Nicholson opened his mouth to say something bland and conciliatory, but what came out instead was "You really are too stupid for words, do you know that?"
He dropped her bag and took her up roughly by the arm, didn't care if he yanked it from its socket. Charlotte pulled back, kicking and screaming, literally, as he started to drag her across the floor. All he had to do was get her to the car, and then she could pop an aneurism for all he fucking cared about the dumb, stubborn cow his wife had become.
But then the first slam came at the front door.
Something – not someone – had just smashed into it from the outside, hard enough to leave a long, forked crack down the middle. Nicholson looked out a window just quickly enough to realize what it was – a battering ram. And he knew then that it was probably too late to save even himself.

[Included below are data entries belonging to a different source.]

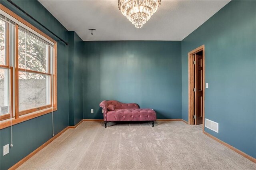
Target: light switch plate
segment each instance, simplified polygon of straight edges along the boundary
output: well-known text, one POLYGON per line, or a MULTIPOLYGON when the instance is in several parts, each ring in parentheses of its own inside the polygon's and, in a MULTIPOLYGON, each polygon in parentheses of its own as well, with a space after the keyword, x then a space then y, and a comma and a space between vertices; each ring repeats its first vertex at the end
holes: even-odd
POLYGON ((9 153, 9 144, 4 146, 4 156, 6 155, 9 153))

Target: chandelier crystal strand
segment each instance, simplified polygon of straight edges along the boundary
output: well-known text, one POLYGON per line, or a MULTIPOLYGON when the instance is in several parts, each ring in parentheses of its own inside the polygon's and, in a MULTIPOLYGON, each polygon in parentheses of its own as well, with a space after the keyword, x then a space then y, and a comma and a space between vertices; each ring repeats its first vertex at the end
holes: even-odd
POLYGON ((141 28, 156 12, 161 0, 118 0, 119 10, 136 28, 141 28))

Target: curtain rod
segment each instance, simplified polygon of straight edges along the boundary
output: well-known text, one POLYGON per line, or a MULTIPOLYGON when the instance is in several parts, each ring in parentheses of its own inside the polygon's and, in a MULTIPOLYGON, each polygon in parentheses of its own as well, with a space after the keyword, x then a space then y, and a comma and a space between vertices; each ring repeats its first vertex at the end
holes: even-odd
POLYGON ((41 26, 42 26, 42 27, 43 27, 44 28, 45 28, 45 29, 46 29, 47 31, 48 31, 48 32, 50 32, 52 34, 52 35, 53 35, 55 37, 57 37, 57 38, 58 38, 59 39, 59 40, 58 40, 58 42, 59 41, 62 41, 62 42, 63 42, 64 43, 65 43, 65 44, 66 45, 68 45, 68 43, 67 42, 65 42, 65 41, 64 41, 61 38, 60 38, 57 35, 55 34, 54 33, 52 32, 52 31, 51 31, 50 30, 49 30, 48 28, 46 28, 44 26, 43 24, 41 24, 40 22, 39 22, 39 21, 38 21, 37 20, 36 20, 34 17, 33 17, 32 16, 31 16, 31 15, 30 15, 30 14, 28 14, 27 13, 27 12, 26 12, 26 11, 25 11, 24 10, 22 10, 22 8, 21 8, 19 6, 18 6, 18 5, 16 5, 16 4, 15 4, 14 2, 13 2, 11 0, 7 0, 7 1, 8 1, 8 2, 9 2, 12 5, 13 5, 15 7, 16 7, 17 8, 18 8, 18 10, 19 10, 20 11, 21 11, 23 13, 24 13, 24 14, 25 14, 27 16, 28 16, 29 18, 31 18, 32 20, 33 20, 34 21, 35 21, 37 23, 38 23, 38 24, 39 24, 39 25, 40 25, 41 26))

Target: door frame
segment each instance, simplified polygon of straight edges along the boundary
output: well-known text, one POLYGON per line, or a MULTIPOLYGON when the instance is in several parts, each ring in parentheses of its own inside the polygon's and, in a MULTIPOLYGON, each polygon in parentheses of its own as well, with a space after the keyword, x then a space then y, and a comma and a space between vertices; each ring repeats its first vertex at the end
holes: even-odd
POLYGON ((204 91, 205 90, 204 45, 196 48, 188 53, 188 125, 193 125, 194 121, 193 116, 194 111, 194 96, 193 90, 194 76, 193 55, 201 51, 203 51, 203 132, 204 132, 204 91))

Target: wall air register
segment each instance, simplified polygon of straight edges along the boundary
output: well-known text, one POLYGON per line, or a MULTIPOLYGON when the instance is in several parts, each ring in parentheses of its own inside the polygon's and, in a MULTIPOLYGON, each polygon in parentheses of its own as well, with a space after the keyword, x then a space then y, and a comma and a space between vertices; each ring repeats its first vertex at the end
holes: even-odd
POLYGON ((206 119, 205 127, 215 132, 219 132, 219 124, 216 122, 206 119))

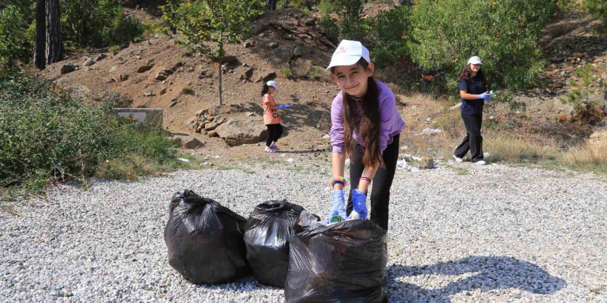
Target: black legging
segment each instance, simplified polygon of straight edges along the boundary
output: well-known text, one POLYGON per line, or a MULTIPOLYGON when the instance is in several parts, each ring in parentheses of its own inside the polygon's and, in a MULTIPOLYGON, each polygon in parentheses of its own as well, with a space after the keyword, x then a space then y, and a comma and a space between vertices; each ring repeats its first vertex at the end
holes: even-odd
MULTIPOLYGON (((373 177, 373 190, 371 191, 371 221, 385 230, 388 230, 388 204, 390 202, 390 187, 396 171, 396 162, 398 160, 399 139, 400 135, 394 136, 384 150, 384 163, 385 167, 379 167, 373 177)), ((359 144, 354 147, 354 154, 350 157, 350 196, 346 213, 350 216, 352 209, 352 190, 358 188, 359 179, 365 169, 362 156, 364 147, 359 144)))
POLYGON ((268 127, 268 138, 266 139, 266 146, 269 147, 272 142, 276 142, 282 136, 282 125, 278 124, 266 124, 268 127))
POLYGON ((464 158, 468 151, 472 162, 483 160, 483 136, 481 136, 481 125, 483 124, 483 115, 469 115, 461 114, 464 125, 466 127, 466 136, 461 144, 453 153, 457 158, 464 158))

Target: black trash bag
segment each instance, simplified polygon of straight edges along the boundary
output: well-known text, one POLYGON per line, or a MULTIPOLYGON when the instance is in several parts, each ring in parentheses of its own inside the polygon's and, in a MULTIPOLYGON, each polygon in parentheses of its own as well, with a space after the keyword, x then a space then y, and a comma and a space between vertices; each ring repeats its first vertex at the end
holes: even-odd
POLYGON ((251 212, 244 229, 247 261, 260 283, 284 287, 289 269, 289 236, 304 207, 286 200, 268 201, 251 212))
POLYGON ((194 191, 175 193, 164 228, 168 263, 195 284, 234 281, 246 273, 246 220, 194 191))
POLYGON ((363 220, 298 227, 289 237, 288 303, 387 302, 384 229, 363 220))

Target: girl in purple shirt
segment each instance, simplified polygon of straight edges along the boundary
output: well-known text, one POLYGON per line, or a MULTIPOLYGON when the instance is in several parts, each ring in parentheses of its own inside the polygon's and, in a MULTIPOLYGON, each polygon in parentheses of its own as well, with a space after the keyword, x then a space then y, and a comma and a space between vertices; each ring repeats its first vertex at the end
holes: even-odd
POLYGON ((370 220, 387 230, 390 187, 405 125, 394 94, 373 79, 375 65, 369 51, 359 41, 343 40, 327 70, 341 89, 331 106, 331 216, 346 219, 353 209, 360 218, 366 218, 367 189, 372 180, 370 220), (346 156, 350 158, 351 186, 344 207, 346 156))

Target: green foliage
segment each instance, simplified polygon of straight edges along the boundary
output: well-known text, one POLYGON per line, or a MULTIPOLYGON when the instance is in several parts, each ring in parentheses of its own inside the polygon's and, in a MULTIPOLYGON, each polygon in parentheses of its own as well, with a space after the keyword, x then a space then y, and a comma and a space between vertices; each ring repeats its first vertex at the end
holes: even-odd
POLYGON ((61 0, 61 35, 68 46, 103 47, 135 41, 143 26, 112 0, 61 0))
POLYGON ((289 68, 289 67, 282 67, 282 68, 280 70, 280 72, 282 73, 282 74, 283 74, 284 76, 286 76, 286 77, 287 77, 287 78, 290 78, 291 76, 293 75, 293 72, 291 71, 291 69, 289 68))
POLYGON ((558 0, 557 6, 559 8, 572 11, 581 8, 591 16, 607 21, 607 1, 605 0, 558 0))
POLYGON ((211 58, 225 54, 224 43, 250 36, 252 18, 262 12, 256 0, 198 0, 162 7, 163 18, 183 35, 196 52, 211 58), (212 50, 208 42, 217 43, 212 50))
POLYGON ((455 79, 477 55, 494 83, 527 87, 545 65, 537 41, 553 8, 550 0, 419 0, 411 12, 412 57, 424 70, 455 79))
POLYGON ((377 43, 372 54, 378 67, 391 65, 410 58, 410 12, 408 6, 397 6, 379 14, 374 21, 377 43))
POLYGON ((309 74, 313 79, 319 79, 324 71, 325 69, 320 66, 312 65, 310 67, 309 74))
MULTIPOLYGON (((575 76, 577 80, 572 80, 570 85, 576 87, 567 94, 566 98, 560 98, 561 102, 568 103, 573 107, 573 120, 576 121, 595 122, 595 120, 599 119, 601 113, 597 116, 597 114, 595 107, 598 105, 598 102, 595 100, 590 100, 590 94, 596 92, 596 90, 592 88, 591 85, 595 83, 599 77, 595 75, 595 67, 592 64, 587 64, 586 66, 580 67, 575 70, 575 76)), ((599 86, 602 83, 599 83, 599 86)))
POLYGON ((0 6, 0 64, 12 65, 27 62, 33 53, 32 21, 29 7, 9 4, 0 6))
POLYGON ((100 101, 82 102, 15 71, 0 74, 0 185, 36 190, 94 176, 110 160, 175 160, 163 131, 119 118, 108 101, 100 101))

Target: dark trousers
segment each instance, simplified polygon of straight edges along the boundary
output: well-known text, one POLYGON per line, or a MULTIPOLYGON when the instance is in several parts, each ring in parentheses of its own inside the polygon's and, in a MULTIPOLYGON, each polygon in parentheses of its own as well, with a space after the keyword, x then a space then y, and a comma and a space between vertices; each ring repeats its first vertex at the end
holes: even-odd
POLYGON ((278 2, 278 0, 266 0, 266 3, 268 5, 268 9, 270 10, 276 10, 277 2, 278 2))
MULTIPOLYGON (((371 191, 371 221, 384 229, 388 230, 388 204, 390 202, 390 187, 396 171, 396 161, 398 160, 399 139, 396 135, 392 143, 384 150, 384 163, 385 167, 380 167, 373 177, 373 189, 371 191)), ((358 188, 359 179, 365 169, 363 165, 364 147, 357 144, 354 147, 353 155, 350 156, 350 196, 346 213, 349 216, 354 207, 352 204, 352 190, 358 188)))
POLYGON ((483 136, 481 136, 481 125, 483 124, 483 115, 468 115, 461 114, 464 125, 466 126, 466 137, 461 144, 453 153, 457 158, 464 158, 468 151, 472 156, 472 162, 483 160, 483 136))
POLYGON ((272 145, 272 142, 276 142, 282 136, 283 129, 280 123, 266 124, 268 127, 268 138, 266 139, 266 146, 272 145))

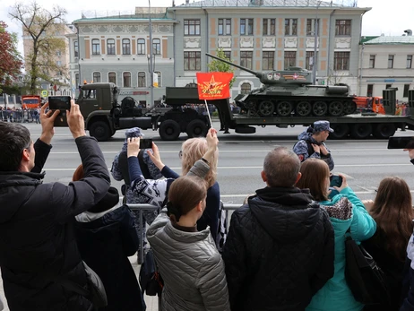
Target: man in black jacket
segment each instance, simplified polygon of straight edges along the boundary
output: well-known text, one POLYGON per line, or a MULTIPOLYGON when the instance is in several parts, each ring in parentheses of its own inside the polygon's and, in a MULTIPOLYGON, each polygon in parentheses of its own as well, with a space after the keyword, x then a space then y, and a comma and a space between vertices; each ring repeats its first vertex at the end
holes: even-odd
POLYGON ((232 310, 305 310, 333 276, 333 229, 309 191, 294 186, 300 160, 278 147, 256 191, 231 217, 223 259, 232 310))
POLYGON ((62 281, 87 288, 79 255, 74 216, 107 194, 110 178, 94 138, 73 101, 67 111, 69 129, 84 168, 83 179, 65 186, 43 184, 54 120, 59 111, 40 112, 42 134, 35 143, 28 129, 0 122, 0 267, 11 311, 91 310, 84 297, 62 281))

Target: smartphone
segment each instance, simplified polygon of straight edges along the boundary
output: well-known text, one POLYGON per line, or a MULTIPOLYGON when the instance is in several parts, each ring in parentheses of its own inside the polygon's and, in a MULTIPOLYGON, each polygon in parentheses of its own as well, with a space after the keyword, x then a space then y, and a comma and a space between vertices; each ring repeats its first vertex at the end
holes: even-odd
POLYGON ((414 149, 414 137, 390 137, 388 149, 414 149))
POLYGON ((140 140, 140 149, 151 149, 152 148, 152 140, 148 138, 142 138, 140 140))
POLYGON ((342 186, 342 177, 339 175, 331 175, 329 179, 331 180, 330 186, 341 187, 342 186))
POLYGON ((55 119, 54 126, 67 127, 66 110, 71 109, 71 97, 49 96, 47 100, 50 110, 60 110, 59 115, 55 119))

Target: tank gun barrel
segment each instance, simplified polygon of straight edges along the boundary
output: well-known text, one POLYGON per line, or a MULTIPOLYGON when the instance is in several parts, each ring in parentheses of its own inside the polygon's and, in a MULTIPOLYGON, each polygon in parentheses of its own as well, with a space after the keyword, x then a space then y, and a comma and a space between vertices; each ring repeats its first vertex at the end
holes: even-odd
POLYGON ((243 67, 243 66, 241 66, 241 65, 239 65, 233 64, 233 63, 231 63, 231 62, 229 62, 228 60, 220 58, 220 57, 218 57, 218 56, 213 56, 213 55, 211 55, 211 54, 210 54, 210 53, 206 53, 205 55, 208 56, 210 56, 210 57, 211 57, 211 58, 215 58, 215 59, 217 59, 217 60, 220 60, 220 61, 221 61, 221 62, 223 62, 223 63, 229 64, 229 65, 235 66, 235 67, 237 67, 237 68, 238 68, 238 69, 244 70, 245 72, 247 72, 247 73, 252 73, 252 74, 254 74, 254 75, 255 75, 257 78, 259 78, 259 79, 262 77, 262 73, 257 73, 257 72, 254 72, 254 71, 253 71, 253 70, 251 70, 251 69, 243 67))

The second vicious and powerful swing came right away. It popped the lock set and dead bolt like children's toys, and the door exploded open.
"RUN."
That was the only advice that Tony Nicholson had for his wife before he dropped her arm and sprinted toward the back door himself. All priorities were now relative. Survival was not, and it definitely could go to the fittest.
He got as far as the kitchen, where he came face-to-face with a short, solid-looking Hispanic man coming the other way. Now, who the hell was this?
There was a blur of motion, then an excruciating crack at the side of his knee. Nicholson vaguely registered the pipe wrench in the man's hand as he went down hard and stayed down.
At first there was only pain, a big red ball of it exploding up and down his leg.